While India is a starving country (250 million malnourished people according to official records), it is also the world’s second-largest grower of rice and wheat. Today, more than 50 million tonnes of foodgrains lie in government warehouses. Only 27 % of government’s food subsidies reaches the poor, with only 42% of food grains issued from the central pool reaching the end customer [1]. Many solutions have been debated to fix the broken Public Distribution System (PDS). I was lucky to get exposure to many of these proposed solutions and experiments/pilots while working within the Unique Identity Authority of India (UIDAI)  on UID applications.
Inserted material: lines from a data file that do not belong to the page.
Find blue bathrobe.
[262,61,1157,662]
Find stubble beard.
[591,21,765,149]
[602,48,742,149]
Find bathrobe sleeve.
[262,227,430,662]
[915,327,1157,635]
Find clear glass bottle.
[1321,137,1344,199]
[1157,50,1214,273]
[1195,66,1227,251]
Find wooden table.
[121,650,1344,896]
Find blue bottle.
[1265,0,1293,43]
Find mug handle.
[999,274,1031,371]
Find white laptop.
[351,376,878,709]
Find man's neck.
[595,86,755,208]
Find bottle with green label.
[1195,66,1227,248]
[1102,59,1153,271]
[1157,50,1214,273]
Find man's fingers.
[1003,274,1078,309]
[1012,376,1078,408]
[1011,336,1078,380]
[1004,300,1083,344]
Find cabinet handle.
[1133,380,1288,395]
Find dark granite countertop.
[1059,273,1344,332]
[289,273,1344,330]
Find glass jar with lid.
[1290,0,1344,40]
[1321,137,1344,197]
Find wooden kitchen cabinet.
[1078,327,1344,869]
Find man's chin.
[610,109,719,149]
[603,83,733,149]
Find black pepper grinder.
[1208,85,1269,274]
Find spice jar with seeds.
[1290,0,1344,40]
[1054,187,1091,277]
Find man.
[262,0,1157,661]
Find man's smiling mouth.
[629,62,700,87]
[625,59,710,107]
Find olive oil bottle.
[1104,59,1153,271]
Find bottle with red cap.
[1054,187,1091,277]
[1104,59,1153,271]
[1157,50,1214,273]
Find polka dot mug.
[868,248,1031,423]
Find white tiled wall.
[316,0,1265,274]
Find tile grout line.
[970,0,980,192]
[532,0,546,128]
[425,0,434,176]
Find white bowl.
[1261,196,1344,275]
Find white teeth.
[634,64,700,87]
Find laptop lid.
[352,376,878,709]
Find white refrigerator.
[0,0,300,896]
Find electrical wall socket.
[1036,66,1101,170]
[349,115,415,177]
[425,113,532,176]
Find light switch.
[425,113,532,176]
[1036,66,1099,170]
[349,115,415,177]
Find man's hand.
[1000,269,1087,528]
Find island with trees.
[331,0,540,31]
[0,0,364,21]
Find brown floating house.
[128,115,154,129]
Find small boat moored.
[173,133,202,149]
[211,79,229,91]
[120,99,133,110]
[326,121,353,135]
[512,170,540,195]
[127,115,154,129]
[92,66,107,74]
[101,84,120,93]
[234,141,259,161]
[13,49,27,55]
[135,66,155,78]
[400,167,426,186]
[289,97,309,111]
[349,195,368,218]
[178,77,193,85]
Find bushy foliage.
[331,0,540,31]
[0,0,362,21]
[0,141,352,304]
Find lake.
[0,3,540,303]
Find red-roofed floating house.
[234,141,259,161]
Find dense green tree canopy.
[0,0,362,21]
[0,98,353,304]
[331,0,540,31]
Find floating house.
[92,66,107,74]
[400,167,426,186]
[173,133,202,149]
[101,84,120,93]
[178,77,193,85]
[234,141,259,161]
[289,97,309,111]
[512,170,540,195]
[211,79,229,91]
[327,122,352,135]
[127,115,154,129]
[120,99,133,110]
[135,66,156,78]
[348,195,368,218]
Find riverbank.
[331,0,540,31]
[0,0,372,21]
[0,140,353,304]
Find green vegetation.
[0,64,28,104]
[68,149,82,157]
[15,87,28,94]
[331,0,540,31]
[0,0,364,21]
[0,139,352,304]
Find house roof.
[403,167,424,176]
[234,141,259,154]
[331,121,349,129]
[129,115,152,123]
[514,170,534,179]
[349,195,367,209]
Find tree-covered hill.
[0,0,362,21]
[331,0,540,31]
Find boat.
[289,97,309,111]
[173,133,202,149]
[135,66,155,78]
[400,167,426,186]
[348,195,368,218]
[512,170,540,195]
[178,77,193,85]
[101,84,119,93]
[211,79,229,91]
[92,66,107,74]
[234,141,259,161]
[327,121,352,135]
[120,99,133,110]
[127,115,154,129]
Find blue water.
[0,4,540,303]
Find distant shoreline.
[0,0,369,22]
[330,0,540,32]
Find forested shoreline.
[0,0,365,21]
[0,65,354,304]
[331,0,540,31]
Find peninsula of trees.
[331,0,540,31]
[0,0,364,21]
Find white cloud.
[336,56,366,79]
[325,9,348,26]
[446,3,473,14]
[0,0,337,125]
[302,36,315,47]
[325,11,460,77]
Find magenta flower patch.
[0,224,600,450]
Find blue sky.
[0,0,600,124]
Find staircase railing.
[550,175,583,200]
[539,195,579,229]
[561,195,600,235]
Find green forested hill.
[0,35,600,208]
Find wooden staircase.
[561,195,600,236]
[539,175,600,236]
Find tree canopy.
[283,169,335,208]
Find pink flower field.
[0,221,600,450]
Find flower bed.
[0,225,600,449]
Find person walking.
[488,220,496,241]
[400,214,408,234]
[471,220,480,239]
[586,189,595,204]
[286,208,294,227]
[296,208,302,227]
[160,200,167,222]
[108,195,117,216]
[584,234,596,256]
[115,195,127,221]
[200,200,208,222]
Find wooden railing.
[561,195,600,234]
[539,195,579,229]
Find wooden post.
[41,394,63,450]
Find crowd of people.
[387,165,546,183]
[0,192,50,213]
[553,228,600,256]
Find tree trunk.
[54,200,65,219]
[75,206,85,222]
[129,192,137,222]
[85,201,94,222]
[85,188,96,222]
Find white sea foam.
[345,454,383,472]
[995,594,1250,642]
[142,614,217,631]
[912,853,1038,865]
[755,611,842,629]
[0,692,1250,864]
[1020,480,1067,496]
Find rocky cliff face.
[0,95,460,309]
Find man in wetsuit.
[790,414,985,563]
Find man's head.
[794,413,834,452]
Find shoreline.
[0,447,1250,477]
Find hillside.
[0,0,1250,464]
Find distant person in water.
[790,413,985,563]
Because much of the focus of our experiment was around food and nutrition, Matt and I also spent a considerable time around fair price shops in Kerala. “The food debates” series is a description of a few of the key ongoing debates and my recommendations for solutions.

While coming up with the recommendations, I have tried to look outside the traditional infrastructure PDS is reliant on to search for new solutions. And, because most new things these days are tech heavy, it invariably meant looking at the emerging technology trends. Three stand out as universal trends:

  1. Mobile (and therefore internet) connectivity is becoming close to being all-pervasive
  2. Every family already has or will have a mobile phone pretty soon
  3. Everyone will also likely have a UID number pretty soon

What does this mean? We are entering a world of new building blocks. Building blocks, that didn’t exist as late as two years ago, but whose relevance cannot be denied in the coming years. I will continuously refer back to these building blocks as we look at the various debates. This is not to discount value on non technology interventions which have their own importance, however, I have tried to focus on the technology aspects only.

It must be noted that these are my personal views only.